Today, Larson approaches the design process by talking with messengers in other cities, whom he reaches via social media and traditional word-of-mouth advertising. They request custom color options and original art—everything from Homer Simpson to Darth Vader—and they describe their unique needs, helping Larson dream up modifications that may lighten their loads. Rarely doing so much as even sketching a design, Larson relies on his imagination and experience to determine how to cut and shape the fabric, and where to place pockets, straps, fasteners, and other features. “It’s a challenge,” he says, “to work purely mentally, to picture how the finished, three-dimensional product will look when it’s first laid out flat.”
Though this process was difficult in the beginning, Larson now knows to some extent what works. “I start with what it needs to hold, and basically design around that.”
When he decided to build the Monster, for example—an 8,000-cubic-inch bag meant for transporting food—Larson gathered some pizza boxes and catering trays so he could build the bag around objects of those sizes. He reinforced the bag with a corrugated plastic shell and separate compartments for multiple orders, allowing messengers to carry more without crushing their customers’ sandwiches and donuts. “You still can’t e-mail food to people, or fax it,” Larson says, “so presentation really matters, especially when you’re working for tips.”
Like the design process, over the years sewing has also become less tiresome for Larson. “There wasn’t any eureka moment one day,” he says, “but you make those incremental improvements over time.” He appreciates the craft more now, too. “Sewing leads to a deeper appreciation of clothes and how things are made, which you can’t un-appreciate. You look at an object and start thinking about what went into making it; that sometimes can be a blessing and a curse.”

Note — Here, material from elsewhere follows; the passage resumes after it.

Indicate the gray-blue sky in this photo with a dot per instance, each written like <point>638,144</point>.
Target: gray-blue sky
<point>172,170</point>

Larson and his team now offer a variety of designs, all of them informed by a desire to better serve the user and their cargo. A clever marketer, Larson gives the bags playful names like Dumpster, Landfill, Garbage Fire, and Trash Compactor. “Initially it was just a joke,” he says of his naming convention, “because messenger bags were meant for hauling your junk around.” Now, however, he appreciates the irony. “We make things that are long-lived, durable, and not throw-away items, so why not call them ‘trash’?” Turning serious, he adds, “I mean, what’s a good garbage reference that, at some point, doesn’t remind you to be socially conscious?”

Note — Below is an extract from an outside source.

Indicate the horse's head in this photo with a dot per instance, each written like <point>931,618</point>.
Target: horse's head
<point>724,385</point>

Though he’s no longer making deliveries, Larson appreciates the cycling community’s pro-environment streak. For starters, he rides to work most days on a Bridgestone bike he freed from a snowbank in 2005, and he drives an old 1990 Toyota Camry wagon, which belonged to his grandmother, only when necessary. Additionally, he travels annually to support the Cycle Messenger World Championships.
The championships draw up to 300 participants and feature events like bike polo, sprints, and a closed-course contest in which messengers race to successfully complete up to 100 pickups and drop-offs. Having competed and placed among the top finishers in previous years, Larson will attend this year’s championships in Paris as a sponsor. In fact, Trash Messenger Bags will be among the prizes awarded to winning riders.
Looking to the future, Larson says he has no plans to make Trash Messenger Bags a giant company. “I get e-mailed by Chinese factories offering to make my bags for me, but I don’t want to do that,” he says. He would prefer instead to maintain his brand’s integrity and keep managing the business himself, learning as he goes and responding to the needs of his customers as they come up.
To that end, Larson grabs a handful of bright orange material—trimmed from a road sign someone brought into his shop—and starts in on a set of phone holsters for a courier in Finland. He works quickly without a tape measure and begins sewing up some Velcro straps and belt loops, his hands following a pattern they know by heart.
“If you’re stubborn enough,” he says, “you can learn how to do almost anything.”